Oh yes, we have certainly 'had the snow' here in Wilchester. But did we close the cathedral? Did we cancel evensong? Did we fail to 'show up' for work? Actually, several of us did. Drane telephoned on Tuesday morning to insist that he would be incapable of turning up that evening, the boy was clearly 'holed up' somewhere with some girl or other (his flat was empty, and his car-parking space unoccupied) and even Rodney cried off, citing some concern over his aged mother. All of which was grist to my mill, as it meant I got the bass solos. We did Stanford in G, too! So you see, every cloud has a silver lining (even though the DoM was in a foul mood having been forced from his usual prancing perch before the choir to the anonymity of the organ loft. We seniors (dec and can) conducted - in as much as any of us needed it - and the effect was a considerable improvement on the norm, though I do say so myself. Well, there we are. A conductor-less choir. No more than some of us were used to in days of yore. In fact, talking of silver linings, it is my fervent hope that this credit recession will finally persuade the Dean and Chapter to see sense and dispense totally with the Director of Music. As long as there is somebody to play the organ, and others of us to sing, what possible use is there for somebody to wave his arms about and distract everybody? And given the rather high proportion of wrong notes evident at evensong on Tuesday, it would not be our young and talented assistant who would 'get the boot', but our older and rather more expensive Director of all things Musical who would 'cop it'. In fact, I feel duty-bound to suggest it to the Dean, in my capacity as Senior Lay-Clerk. And I shall 'keep you posted' as to the outcome.
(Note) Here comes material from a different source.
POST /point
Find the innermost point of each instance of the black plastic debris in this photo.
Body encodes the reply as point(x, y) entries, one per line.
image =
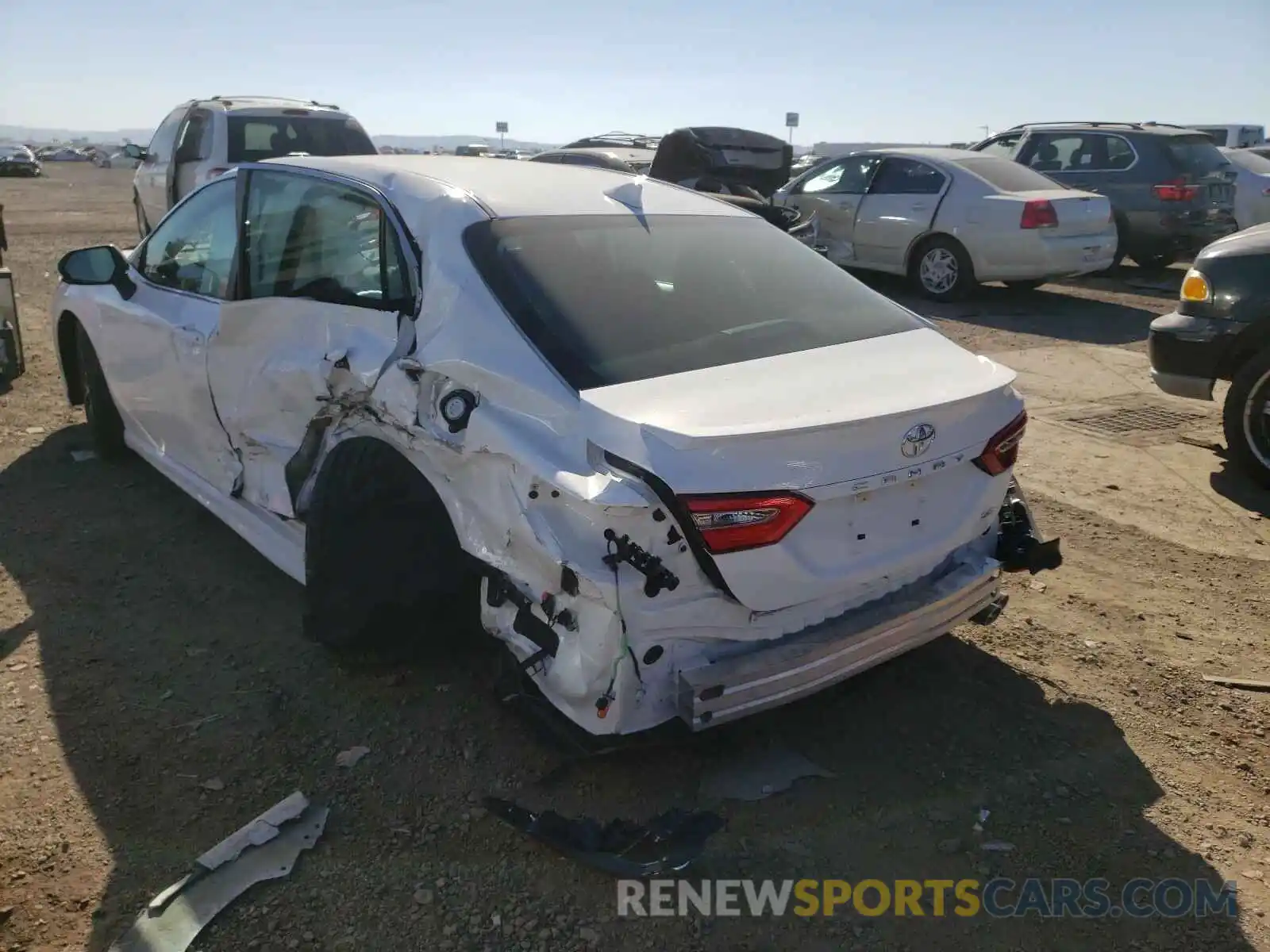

In other news someone - apropos my last post - wants to know how virgins can be purified. (All I can say is, try finding one these days! They're hardly an abundant commodity here, even in the serried ranks of the cathedral girls choir, by all account. But then, the assistant organist has probably taken personal responsibility for that.) Anyway, where were we? Ah yes, Candlemas! First, the name comes literally from the 'blessing of candles' which took place on that date; second, the purification of the BVM refers to her ritual cleansing after childbirth (of course); and the third name for the festival - presentation of Christ in the temple - refers, quite obviously, to the presentation of Christ in the temple. Any other small doctrinal matters anyone wants explaining?